The two tombs, seven and ten metres deep respectively, were found to contain a number of artefacts, including 40 funerary cones, 36 Usahbti statues, and funerary furniture, some of which was gold plated.

Of particular interest is a large painted wall, which has survived almost intact. “It’s really beautiful,” said famed Egyptologist Zahi Hawass, “and typical 18th dynasty. It looks like it was painted yesterday. In my opinion, this could be the best painted wall discovered in Draa Abou Naga in the last 100 years.”

The mural has emerged almost untarnished (AFP/Getty)

Also discovered were a number of mummies, skeletons, and a large painted statue of a woman named Isis Nefret – believed to be the mother of the tomb’s occupant – in the form of the Ancient Egyptian god of the afterlife, Osiris. “It’s in near perfect condition,” said Mr Alnani.

Mostafa Waziry, who is leading the excavation, said he believes the find to be related to one that was announced three months ago. Less than 100 metres from the site his team announced the discovery of another important tomb, which Mr Hawass described then as “the discovery of the year”. It contained a goldsmith named Amenemhat who lived 3,500 years ago, along with a host of other mummies and artefacts. It also included evidence that a man called “Marty” was buried there, although his body was never discovered. Speaking of one of the bodies found in the most recent tomb, Mr Waziry said: “I believe this is Marty.”

The statue of Isis Nefret who is said to be the mother of the tomb’s occupants is made of wood and is in ‘perfect condition’ (AFP/Getty)

With his “year of discoveries” coming to an end, Mr Alnani said that the results have been “exceptional”. Other notable finds this year include a Roman-era mass grave near the Upper Egyptian town of Minya, a previously unknown pyramid at the Dahshur necropolis, and an eight-metre tall statue of King Psamtek I found in a suburb of East Cairo.

With tourism struggling since the revolution in 2011 and in the wake of recent terrorist attacks, Mr Alnani is trying to use “the power of Egyptian monuments” to get positive images of the country back into the press. This year has seen a number of large choreographed press events for announcements of impressive discoveries, leading to suspicions of the ministry strategically releasing finds for maximum effect, although ministry officials deny this.

At an event in September, Mr Waziry declared that they expected to find new discoveries in the area. “The next day, we started working immediately,” he said, adding that the ministry only became aware of this latest find “10 days after the previous announcement”.

Egypt hopes that the findings will encourage tourism, which has decreased since the Arab Spring of 2011 (AFP/Getty)

Speaking during Saturday’s announcement, Mr Alnani mentioned how important it was to see tourism restored to Egypt. But with Egypt currently reeling from its worst terror attack in modern history, in which as many as 305 worshippers were killed in a gun-and-bomb attack on a mosque in North Sinai on 24 November, the coming season is expected to see a further drop in visitors.
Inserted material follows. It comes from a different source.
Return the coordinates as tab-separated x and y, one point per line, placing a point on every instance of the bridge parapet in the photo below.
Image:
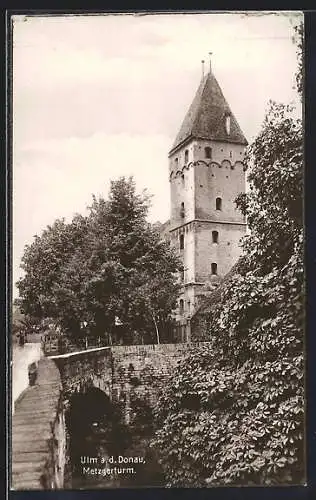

The loss of Western tourism has greatly affected the ministry’s work, which in 2014, reported a 95 per cent drop in revenue from ticket sales, its main source of income. “If we have enough money then we have no problem,” said Mr Alnani, “but if not, we have to balance our expenses between maintaining monuments and making excavations.”

Archaeologists are restoring artefacts in hope of attracting museum visitors (AFP/Getty)

With some of the world’s largest ancient monuments to maintain, Mr Alnani is under pressure to make up this shortfall. According to Mr Hawass, the ministry can spend up to 1.3 billion Egyptian pounds (£54.6m) a year on maintenance of monuments alone. In addition, the Grand Egyptian Museum, under construction near the Great Pyramids, is estimated to cost over $1bn (£750m), millions more than its original budget.

But according to Mr Waziry, there are other projects in the pipeline. He maintains that no other new discoveries have yet been made, but that he believes they are about to uncover a new tomb in Draa Abou Naga “within weeks”. “What you see above ground is not more than 40 per cent of Ancient Egypt,” he said. “If you start digging anywhere, you’re going to find a lot.”